Thoughts The Whitman Quotes By Anna Howard Shaw

Work ... has always been my favorite form of recreation. — Anna Howard Shaw

Thoughts The Whitman Quotes By Ze Frank

Isn't it amazing, amazing, amazing that something so specific can be so resonant? These are the filaments, filaments, filaments from that Walt Whitman poem. It makes me think that the thoughts that I have in my head that make me feel the most lonely because I don't think anyone else thinks them, are also the thoughts that have the most potential that make me feel connected. I just have to get them out some how gossamer thread. — Ze Frank

Thoughts The Whitman Quotes By Ricky Schroder

As a young actor, there's a very small group of kids, just a handful. As you get older, all of a sudden, there's a bunch of guys your age that work. It's a very different experience when you used to be on the short list because you were young and there's only so many kids that can do the work and then all of a sudden you're in your twenties and thirties and there's a whole bunch of guys that can do your work. — Ricky Schroder

Thoughts The Whitman Quotes By Walt Whitman

O soul, thou pleasest me - I thee;
Sailing these seas, or on the hills, or waking in the night,
Thoughts, silent thoughts, of Time, and Space, and Death, like waters flowing,
Bear me, indeed, as through the regions infinite,
Whose air I breathe, whose ripples hear - lave me all over;
Bathe me, O God, in thee - mounting to thee,
I and my soul to range in range of thee.
O Thou transcendent,
Nameless, the fibre and the breath.



from "Passage to India — Walt Whitman

Thoughts The Whitman Quotes By Walt Whitman

Here the frailest leaves of me and yet my strongest lasting, Here I shade and hide my thoughts, I myself do not expose them, And yet they expose me more than all my other poems — Walt Whitman

Thoughts The Whitman Quotes By Walt Whitman

It is not upon you alone the dark patches fall, The dark threw patches down upon me also; The best I had done seemed to me blank and suspicious; My great thoughts, as I supposed them, were they not in reality meagre? would not people laugh at me?

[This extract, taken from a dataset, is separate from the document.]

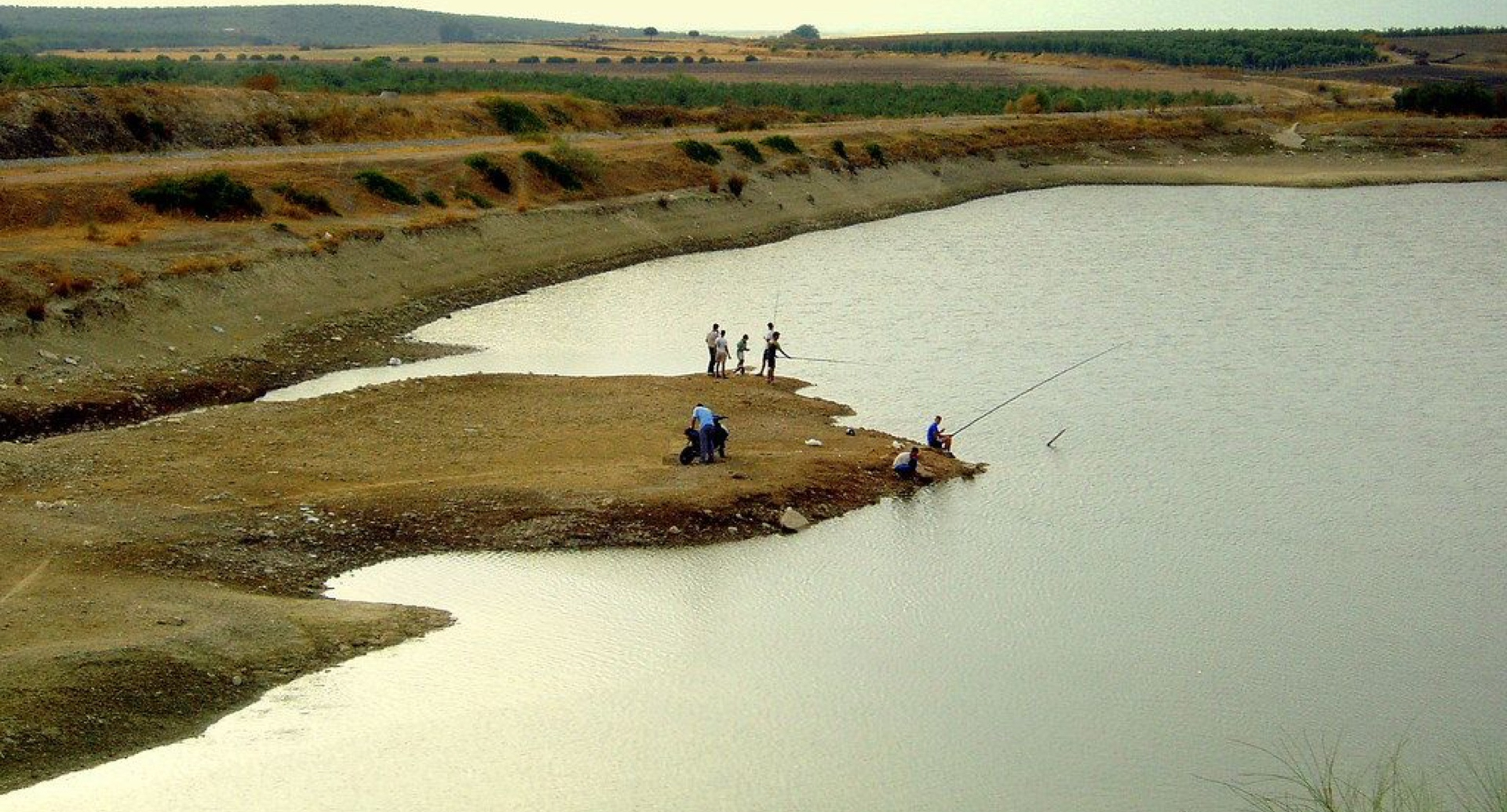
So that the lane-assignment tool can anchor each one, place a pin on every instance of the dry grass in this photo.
(439, 220)
(201, 265)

It is not you alone who know what it is to be evil; I am he who knew what it was to be evil; I too knitted the old knot of contrariety, Blabbed, blushed, resented, lied, stole, grudged; Had guile, anger, lust, hot wishes I dared not speak; Was wayward, vain, greedy, shallow, sly, cowardly, malignant; The wolf, the snake, the hog, not wanting in me; The cheating look, the frivolous word, the adulterous wish, not wanting; Refusals, hates, postponements, meanness, laziness, none of these wanting. — Walt Whitman

Thoughts The Whitman Quotes By Wayne Dyer

The physical universe that you see is all in your mind. When you turn your mind off, or become unconscious, the physical universe, for you, disappears. Then, when you awaken your consciousness, the universe reappears magically. Quite simple really - no thoughts on your part, no physical world. As Walt Whitman succinctly stated: "The whole theory of the universe is directed unerringly to one single individual - namely to You." Without your mind to process it, the universe simply disappears into nothingness. — Wayne Dyer

Thoughts The Whitman Quotes By Walt Whitman

Songs of myself
These are really the thoughts of all men in all ages and lands, they
are not original with me,
If they are not yours as much as mine they are nothing, or next to nothing,
If they are not the riddle and the untying of the riddle they are nothing,
If they are not just as close as they are distant they are nothing.
This is the grass that grows wherever the land is and the water is,
This the common air that bathes the globe. — Walt Whitman

Thoughts The Whitman Quotes By Edna Ferber

There are ... just two kinds of girls. Those who go down town Saturday nights, and those who don't. — Edna Ferber

Thoughts The Whitman Quotes By Walt Whitman

Shocked? I consider Bob one of the constellations of our time - of our country - America - a bright, magnificent constellation. Besides, all the constellations - not alone of this but of any time - shock the average intelligence for a while. In one respect that helps to prove it a constellation. Think of Voltaire, Paine, Hicks, not to say anything of modern men whom we could mention.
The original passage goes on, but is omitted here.